Hotel in Fascist Italy
Running the English-speaking Hotel Portofino is Bella Ainsworth’s passion, whereas her wastrel husband Cecil merely considers it a usual excuse to ask money from her wealthy father. She adamantly insists that is no longer an option, so Cecil looks for other dodgy methods to raise funds.Mr. Ainsworth also hopes to secure a marriage between their son Lucian and the pretty but meek daughter of his well-heeled old flame, Julia Drummond-Ward. Lucian is resolved to doing his duty, but his mother has reservations. After all, that is exactly how she ended up with a cad like Cecil.
Over the course of six episodes, Lucian and his fellow World War I veteran Anish Sengupta flirt with the local anti-Fascist underground, despite the potential consequences. At the same time, Cecil’s slimy father hatches a scheme with a guest to pass off a mediocre painting from the old Ainsworth family estate as a genuine Rubens.

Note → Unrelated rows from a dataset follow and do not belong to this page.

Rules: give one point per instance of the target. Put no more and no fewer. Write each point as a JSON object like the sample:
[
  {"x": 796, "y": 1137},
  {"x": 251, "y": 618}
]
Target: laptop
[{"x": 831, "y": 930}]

Consequently, Madame Ainsworth is even more vulnerable to the extortion and bullying of corrupt Signor Danioni, who expects her to keep filling his outstretched palm, or he will shut down the hotel on a fabricated pretense.
There is a long tradition of ensemble hotel dramas, such as the various adaptations of Vicki Baum’s Weimar-era “Grand Hotel” or Arthur Hailey’s “Hotel.” Like “Hotel Portofino,” they generally weave some criminal subterfuge from the guests among the personal melodrama of the staff.
A Dull Lot
Natascha McElhone is charming as Bella Ainsworth, but she hardly does much except fret over staffing issues, until the fifth episode. Arguably, the star of the show is Mark Umbers, who is entertainingly sleazy playing Cecil, until his bad behavior takes an unforgivable turn, which totally dampens the mood of the show.Sadly, the rest of the Ainsworths are a rather dull lot, but so are the Drummond-Wards, so maybe their scions are well-matched.
Fortunately, Anna Chancellor and Lily Frazer add some energy and attitude as two rather sympathetic hotel guests: prim Lady Latchmere, who grows less snobby over the course of her holiday, and Lily Frazer, the secret lover of Cecil’s ethically-flexible art dealer.
The intrigue involving Signor Danioni and his Black Shirts is promising, but Baker and series director Adam Wimpenny never vividly recreate the fear and paranoia of Italian fascism’s early days.
Nice Scenery and That’s About It
However, the show has one ace up its sleeve: the spectacular Portofino scenery. Arguably, this could be the most picturesque series setting since Patrick McGoohan’s classic “The Prisoner.”It is highly likely to spur tourist interest in the Greater-Genoa and the Italian Rivera amongst PBS viewers. The sets and costumes are also lush and lovely. Everything looks great on the surface, but it is all fairly shallow.
Ironically, “Hotel Portofino” is set in 1926, the year Oswald Mosley was elected to British Parliament as a Labour Party member, six years before he founded the British Union of Fascists.
The British perspective on fascism would be an interesting area for a promised second season to explore, but it is not clear Baker has the political insight and sophistication to do it justice.
So far, “Hotel Portofino” is mostly a hodge-podge of elements from “Upstairs Downstairs”-like British historical dramas. It is watchable, but its full six hours probably will not justify most viewers’ time and patience when it premieres on PBS (following its streaming debut on Britbox).